South Carolina Waterfowl Focus Group
Dr. Paul Sandifer, Executive Director of the South Carolina Department of Natural Resources asked members from Ducks Unlimited, Five Rivers Coalition, South Carolina Waterfowl Association, and the Sporting Protection League to form a committee to develop long-term recommendations that will enhance waterfowl and wetland resources in South Carolina while also enhancing and preserving our waterfowl heritage. SCWA members are working on this committee. We look forward to working with the committee to continue to enhance South Carolina's waterfowl and wetland resources.
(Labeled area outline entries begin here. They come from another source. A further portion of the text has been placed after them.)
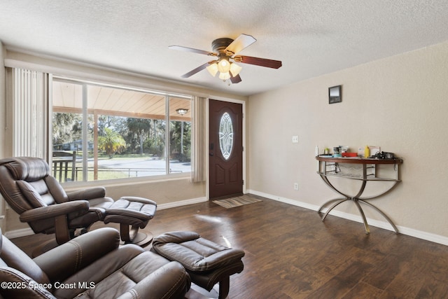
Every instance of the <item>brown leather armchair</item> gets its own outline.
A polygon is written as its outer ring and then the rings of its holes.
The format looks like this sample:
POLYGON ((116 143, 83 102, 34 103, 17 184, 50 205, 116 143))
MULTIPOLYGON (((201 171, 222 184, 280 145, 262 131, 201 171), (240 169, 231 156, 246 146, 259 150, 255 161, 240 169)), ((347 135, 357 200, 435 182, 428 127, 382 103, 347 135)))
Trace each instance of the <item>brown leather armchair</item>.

SCWA Duck Hunting Programs
This year SCWA will flood 150 acres of grain at its Wetland Wildlife Center near Rimini, SC, next to Lake Marion. In addition, we will release 3,000 mallards at the site. Banding data shows that 47% of SCWA released mallards that are harvested are shot off of release sites providing direct benefit to public duck hunters. SCWA provides quality waterfowl hunting opportunities to 160 youth who attend SCWA's Camp Woodie advanced camps. SCWA also invites 120 of its volunteer chapter committee members to hunt ducks at the facility as a thank you for their volunteer support. All habitat planting and the entire duck hunting program is funded from the sale of a limited number of duck hunts to individuals and corporations.